Por último, ofereceram a Skadi a oportunidade de casar com o deus que teria e escolher por análise dos...pés.  Depois de observar as ofertas, Skadi optou pelo mais belo par de pernas, julgando tratar-se de Baldur o belo. Puro engano...tinha selecionado os pés
do deus-mar Njord.

O deuses promoveram um magnífico casamento, após o que chegara a hora do casal decidir onde iam viver. Casa de Njord, Noatun ("o lugar dos barcos"), era um lugar quente e brilhante junto à praia. Já a residência de
Skadi era bastante diferente:  Thrymheim ("Casa do Trovão"), um lugar escuro, nos picos mais altos da montanha onde a neve é persistente.

Skadi e Njord passaram as primeiro nove noites em Thrymheim. Passado esse tempo, desceram das montanhas, e nessa altura, Njord comenta que, embora tenha sido breve, viveu um período repugnante em Thrymheim, e revelou o desconforto pelo uivar do
s lobos, preferindo as melodias dos cisnes e das ondas do mar.
 
Ao fim de  nove noites em Noatun, Skadi tinha também razões para lamentar sobre a  casa ensolarada de Njord. Os gritos das aves marinhas eram insuportáveis para os ouvidos de Skadi, que não conseguia  dormir. Então, ela partiu para as montanhas, e os dois separaram-se, porque a convivência era impossível. 
 
Esta narrativa tem todos os ingredientes de práticas rituais antigas relacionadas com o matrimónio de uma mitologia naturalista. Njord era a divindade líder dos Vanir, conjunto de seres sobrenaturais regulares meteorológicos e portadores da luz solar e da chuva fecundante.  A beleza e o brilho dos pés e das partes inferiores das pernas de Njord que seduziram Skadi simbolizam a dicotomia entre o impulso produtivo da época primaveril e a força estéril das intempéries do inverno. E como vimos na evolução da história que a convivência é praticamente impossível; um exemplo que, de certo modo, aplica-se em muitos relacionamentos da atualidade. A combinação psíquica é fundamental no fortalecimento dos alicerces das relações. Nem demasiado frio, nem demasiado quente. O equilíbrio é a plataforma ideal para o florescimento de qualquer tipo de ação, relação: a semente progrede desde o interior do subsolo com temperaturas temperadas e como planta é colhida no pico do calor, e regressa ao estado de gérmen no inverno.

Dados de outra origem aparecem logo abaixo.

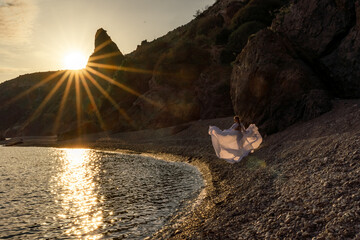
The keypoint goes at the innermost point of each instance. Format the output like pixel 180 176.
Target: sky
pixel 36 35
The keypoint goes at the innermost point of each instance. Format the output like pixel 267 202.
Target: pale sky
pixel 35 35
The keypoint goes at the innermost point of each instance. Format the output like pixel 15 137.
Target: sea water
pixel 49 193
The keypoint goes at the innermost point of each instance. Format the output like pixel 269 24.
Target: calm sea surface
pixel 48 193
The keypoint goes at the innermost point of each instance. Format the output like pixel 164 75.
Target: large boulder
pixel 272 87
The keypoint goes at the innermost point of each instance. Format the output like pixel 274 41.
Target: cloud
pixel 17 18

Os extremos aqui não se tocam e nem sequer se conseguem misturar. A ilusão criada pelo impacto visual informa erradamente o cérebro, criando e conduzindo o estímulo neurológico no sentido incorreto. A dificuldade de diálogo existencial entre Skadi e Njord confirma a incompatibilidade temperamental, nem sempre tida em conta nas relações. A aproximação de características psicológicas é o meio termo que trabalha para a plenitude. Mais do que escolher em função de uma sensação, é preciso levar em conta a maioria dos pontos em comum. A mitologia e o folclore mostram que o inverno e o verão conflituam, embora sejam necessários à frequência dos ciclos da Natureza; assim como é importante respeitar a pluralidade e a diferença. Mas se nos fixarmos no plano das relações humanas, o melhor é que por entre a diversidade na personalidade dos indivíduos o oposto não seja significativamente distante para que não haja crispação, tentativas de subjugação pela parte que se autointitulada de mais forte. Tanto Skadi como Njord revelaram desprezo  e repugnância pelas condições ambientais das respetivas residências, ou seja o lugar mais íntimo e profundo da vivência psicológica de cada um de nós. E esse espaço interior, a consciência de cada um, foi aviltada e ferida.

É claro que a interpretação do mito do casamento de Skadi com Njord é muito mais ampla e penetra em outros campos antropológicos além daquele que preferi explorar. Fica a promessa de mais desenvolvimentos sobre história de amor equivocada...até porque Njord aparece neste argumento como Cinderela, contrariando a figura-tipo destas representações mágico-religiosas.